The mileage she puts in on her walking work desk has helped her shed the pounds. She likes being able to work normally at her keyboard while getting a workout.  

“My doctor told me that I’ve gone from morbidly obese to just obese now.”

Southard says she has more energy. She also has more money in her back account. Her employer is the health insurer, Blue Shield of California. It offers an average 18% discount on health premiums to employees who meet specific health goals. Bryce Williams of Blue Shield says treadmill desks are just one aspect of the company’s workplace fitness and healthy eating initiatives.

“The traditional model has been ‘exercise 20 to 30 minutes’ a day 3 to 5 days a week, etc., etc. And we’ve been trying that for 20 to 30 years,” says Williams.

Williams says anybody who is inclined to follow that regimen would have already done it.

But what it really means is I’ve to come in early, go home late, skip my lunch, miss my kid’s ballgame, and if that’s what we’re up against we always lose,” says Williams.

Blue Shield of California, says its in-house health program may have brought millions of dollars in savings for the company and its employees.

“When we started this, about one in four of our employees was hypertensive with documented high blood pressure which is a pretty damning indictment of a health care organization, right? And now that number is one in ten,” says Williams.

"Employers have come to realize that the only real way to improve the economic burden of health care is to improve health." - Tom Parry, Integrated Benefits Institute

  The California health insurer is not the only large employer to join the workplace wellness trend.

“As health care costs have steeply increased over the last decade or so, employers have really struggled with what to do,” says Tom Parry of the Integrated Benefits Institute. He says for a while, employers responded to rising health costs by changing coverage to shift costs to employees.

“But I think eventually, employers have come to realize that the only real way to improve the economic burden of health care is to improve health,” says Parry.

But the impact of workplace wellness programs is questioned and controversial.  Parry says it’s hard to know how many California workplaces use the programs, and there’s wide variation in what they look like. And he says it’s also difficult to measure if they effectively reduce health costs.   

“You know I think the evidence is spotty. There’s evidence in some cases that shows it works, there’s evidence in other cases that shows, well, not so sure,” says Parry.

Critics of the trend are also concerned about fairness. They say workplace wellness programs may just be a way to shift health expenses onto people whose circumstances make it harder to be healthy. Democratic State Senator Bill Monning offered a bill this year that would have prohibited financial penalties.

"These are good objectives, we just don't think they should be linked to premium payment penalty for people who aren't able to achieve those health outcomes." - Sen. Bill Monning (D-Carmel)
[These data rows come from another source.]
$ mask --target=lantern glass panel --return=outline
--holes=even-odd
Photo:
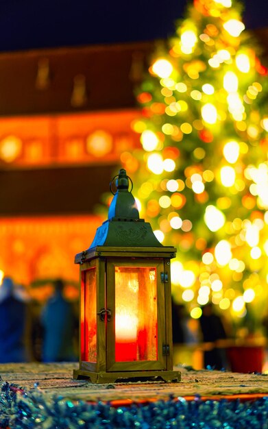
[[[97,302],[96,302],[96,267],[84,272],[84,309],[82,317],[82,360],[97,362]],[[83,304],[82,304],[83,305]],[[84,326],[83,326],[83,320]],[[84,338],[83,338],[84,337]],[[83,341],[84,340],[84,341]]]
[[[157,360],[156,267],[115,267],[115,361]]]

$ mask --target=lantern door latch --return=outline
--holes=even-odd
[[[170,354],[169,344],[163,344],[162,350],[163,356],[169,356]]]
[[[105,321],[106,315],[107,315],[107,321],[110,321],[111,319],[112,312],[110,308],[101,308],[97,314],[100,317],[101,321]]]
[[[169,282],[169,274],[168,273],[161,273],[161,283]]]

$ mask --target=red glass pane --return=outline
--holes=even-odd
[[[115,267],[115,360],[157,360],[156,268]]]
[[[81,297],[81,347],[82,360],[97,362],[96,268],[84,272],[84,299]],[[82,282],[82,283],[83,283]],[[82,315],[84,317],[82,317]]]

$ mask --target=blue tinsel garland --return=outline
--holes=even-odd
[[[37,385],[19,393],[8,382],[1,384],[0,396],[1,429],[268,429],[267,416],[268,397],[247,402],[171,397],[115,408],[48,398]]]

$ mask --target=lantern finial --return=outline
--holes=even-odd
[[[112,191],[114,181],[115,193]],[[88,250],[96,246],[162,247],[150,224],[140,219],[137,204],[132,194],[132,180],[126,171],[121,169],[110,184],[114,197],[110,206],[108,220],[97,230]]]
[[[117,193],[114,193],[112,190],[112,184],[116,180]],[[132,187],[128,190],[130,181]],[[118,175],[114,176],[110,184],[110,189],[114,197],[112,199],[108,212],[108,220],[112,219],[130,221],[139,219],[138,207],[134,197],[131,191],[133,184],[130,177],[127,175],[127,172],[124,169],[119,171]]]

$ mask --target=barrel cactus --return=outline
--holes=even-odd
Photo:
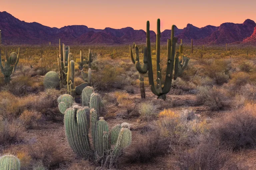
[[[91,95],[93,93],[93,88],[90,86],[84,88],[82,92],[82,104],[83,106],[89,106]]]
[[[19,62],[19,54],[20,48],[18,50],[18,54],[14,52],[12,52],[8,57],[7,55],[7,50],[5,48],[5,61],[2,63],[1,57],[1,50],[0,49],[0,70],[4,75],[4,82],[7,84],[11,80],[11,75],[14,71]]]
[[[45,89],[56,88],[59,85],[59,75],[54,71],[49,71],[44,76],[44,86]]]
[[[20,170],[20,162],[16,156],[5,155],[0,158],[0,170]]]

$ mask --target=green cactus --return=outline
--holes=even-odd
[[[67,108],[72,106],[74,103],[74,98],[68,94],[62,95],[59,97],[57,101],[59,104],[61,102],[64,102]]]
[[[191,53],[193,53],[193,39],[191,39]]]
[[[57,87],[59,82],[59,75],[55,71],[49,71],[44,76],[43,83],[46,89]]]
[[[92,134],[93,144],[94,146],[96,145],[95,135],[96,132],[96,124],[97,123],[98,116],[97,113],[94,109],[91,110],[90,114],[91,116],[91,133]],[[94,149],[95,149],[95,147],[94,147]]]
[[[94,109],[96,111],[98,117],[100,116],[100,112],[101,109],[101,100],[99,94],[93,93],[90,98],[90,108]]]
[[[103,117],[100,117],[96,124],[96,131],[95,134],[95,150],[96,159],[102,157],[104,154],[103,140],[104,131],[108,132],[108,126],[107,122],[104,120]],[[108,148],[109,147],[109,145],[107,146]]]
[[[0,170],[20,170],[20,162],[16,157],[5,155],[0,158]]]
[[[89,106],[91,95],[93,93],[93,88],[87,86],[83,90],[82,92],[82,104],[83,106]]]
[[[88,123],[86,117],[88,116],[84,109],[75,112],[71,108],[67,110],[64,117],[65,132],[69,143],[75,152],[81,156],[86,155],[91,150],[88,129],[84,126]]]
[[[111,144],[115,145],[116,144],[119,135],[119,132],[120,131],[121,128],[122,128],[120,124],[118,124],[113,127],[110,130],[111,134],[110,142]]]
[[[68,55],[69,54],[69,46],[66,47],[64,43],[61,45],[60,39],[59,42],[59,54],[58,58],[60,85],[64,86],[67,84],[67,76],[68,71],[68,65],[69,63]]]
[[[68,94],[73,97],[75,96],[75,62],[73,60],[72,53],[70,53],[68,57],[68,72],[67,75],[67,90]]]
[[[172,78],[173,72],[175,54],[175,47],[177,42],[177,39],[174,37],[174,27],[173,25],[172,27],[172,32],[171,39],[167,40],[167,62],[166,74],[164,84],[162,85],[161,73],[160,69],[160,20],[157,20],[157,30],[156,35],[156,86],[155,86],[153,72],[153,67],[151,56],[151,48],[150,46],[150,34],[149,32],[149,22],[147,22],[147,50],[148,64],[148,79],[151,90],[153,93],[158,96],[158,98],[165,100],[166,94],[168,93],[171,89]],[[179,52],[176,54],[176,57],[179,56]],[[176,62],[178,64],[179,62]],[[185,62],[184,63],[185,63]],[[177,68],[179,68],[178,65]],[[183,70],[185,67],[183,68]]]
[[[134,60],[133,55],[132,53],[132,49],[135,49],[136,55],[136,61]],[[146,74],[148,70],[148,60],[147,56],[147,47],[144,47],[143,50],[143,64],[140,63],[139,56],[139,48],[136,46],[135,43],[133,43],[132,48],[130,46],[130,53],[132,62],[135,64],[136,69],[139,72],[139,79],[140,80],[140,94],[142,99],[146,98],[145,89],[144,88],[144,77],[143,74]]]
[[[4,76],[4,82],[7,84],[11,80],[11,75],[15,70],[15,66],[19,62],[19,54],[20,48],[19,48],[18,54],[14,52],[12,52],[8,57],[7,55],[7,50],[5,48],[5,57],[6,60],[2,63],[1,58],[1,50],[0,49],[0,70]]]

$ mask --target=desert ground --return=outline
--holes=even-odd
[[[155,45],[151,46],[154,79]],[[144,46],[137,46],[141,61]],[[131,143],[122,150],[112,169],[255,169],[255,46],[194,45],[192,53],[191,45],[184,45],[183,53],[190,59],[182,75],[173,79],[165,100],[152,92],[147,73],[144,74],[146,97],[141,98],[139,73],[129,45],[70,47],[75,86],[85,82],[81,72],[87,73],[88,66],[82,71],[79,68],[80,51],[88,59],[90,48],[97,52],[91,64],[91,85],[100,97],[100,116],[110,129],[118,124],[129,124]],[[3,61],[5,46],[0,48]],[[69,144],[57,101],[67,93],[67,87],[44,85],[47,72],[59,72],[59,45],[8,46],[7,55],[17,52],[18,48],[19,60],[10,82],[5,83],[0,73],[0,156],[16,156],[22,170],[108,169],[78,155]],[[161,44],[164,82],[167,48]],[[79,105],[81,98],[75,95]]]

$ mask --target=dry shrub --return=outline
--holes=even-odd
[[[151,102],[144,102],[140,104],[139,113],[146,121],[148,121],[156,117],[157,108],[157,106]]]
[[[68,167],[68,170],[95,170],[96,167],[91,162],[82,160]]]
[[[29,155],[34,161],[48,167],[54,167],[66,160],[67,148],[59,137],[49,135],[27,145]]]
[[[157,121],[161,136],[168,137],[173,144],[184,144],[188,136],[186,121],[180,115],[168,110],[164,111]]]
[[[0,145],[18,142],[23,139],[25,129],[17,121],[0,120]]]
[[[196,88],[196,86],[192,83],[184,81],[179,77],[174,81],[173,85],[186,91]]]
[[[231,101],[222,89],[209,86],[198,88],[199,93],[197,96],[198,104],[204,104],[210,107],[211,110],[216,110],[228,108]]]
[[[107,64],[98,71],[93,73],[92,82],[94,86],[99,90],[109,89],[111,88],[121,89],[127,84],[123,69],[118,66]]]
[[[250,78],[250,75],[244,72],[238,72],[232,74],[231,83],[239,87],[245,85]]]
[[[115,92],[114,96],[119,103],[118,106],[125,108],[129,115],[135,107],[135,104],[133,100],[129,99],[129,94],[127,93],[118,91]]]
[[[8,90],[15,96],[22,96],[31,93],[36,90],[32,87],[33,83],[30,77],[19,77],[12,80],[8,86]]]
[[[243,62],[239,66],[240,69],[242,71],[245,72],[250,72],[252,71],[253,67],[250,63]]]
[[[22,124],[26,128],[32,128],[35,123],[37,125],[37,121],[41,118],[41,115],[35,111],[25,110],[20,116]]]
[[[176,153],[181,170],[240,169],[231,158],[231,153],[202,143],[194,149]],[[223,169],[222,169],[223,168]]]
[[[247,104],[221,119],[211,129],[213,138],[232,149],[256,146],[256,105]]]
[[[46,115],[49,115],[54,120],[60,116],[58,108],[57,99],[61,93],[54,89],[49,89],[40,93],[36,96],[36,102],[33,109],[35,111]]]
[[[84,80],[83,80],[83,79],[80,77],[75,77],[74,81],[75,81],[75,86],[79,86],[82,83],[85,82]]]
[[[126,162],[147,162],[157,156],[168,153],[169,148],[166,139],[163,139],[157,130],[140,135],[136,143],[127,148],[124,157]]]

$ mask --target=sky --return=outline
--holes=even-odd
[[[150,30],[156,31],[160,18],[163,31],[172,25],[183,29],[188,23],[201,28],[241,23],[248,19],[256,22],[255,7],[255,0],[1,0],[0,11],[27,22],[58,28],[84,25],[145,31],[148,20]]]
  “For the 20 something young person, let’s say a single young man who’s – everyday, punches out at five and goes to the gym, he may be in a very different position than a young mother with three kids who’s working part time and has to take a bus to pick up children at day care. They’re not on a level playing field,” says Monning.

Monning and others say these programs are likely to flourish under the new federal health law. He says he supports the idea, but workplace wellness programs should reward participation, not force people to pay more if they have pre-existing conditions.

“And these are good objectives, we just don’t think they should be linked to premium payment penalty for people who aren’t able to achieve those health outcomes,” says Monning.

Blue Shield of California says is employees can also get discounts for participation in programs like weight loss. They can also get a discount with a doctor’s note excusing them.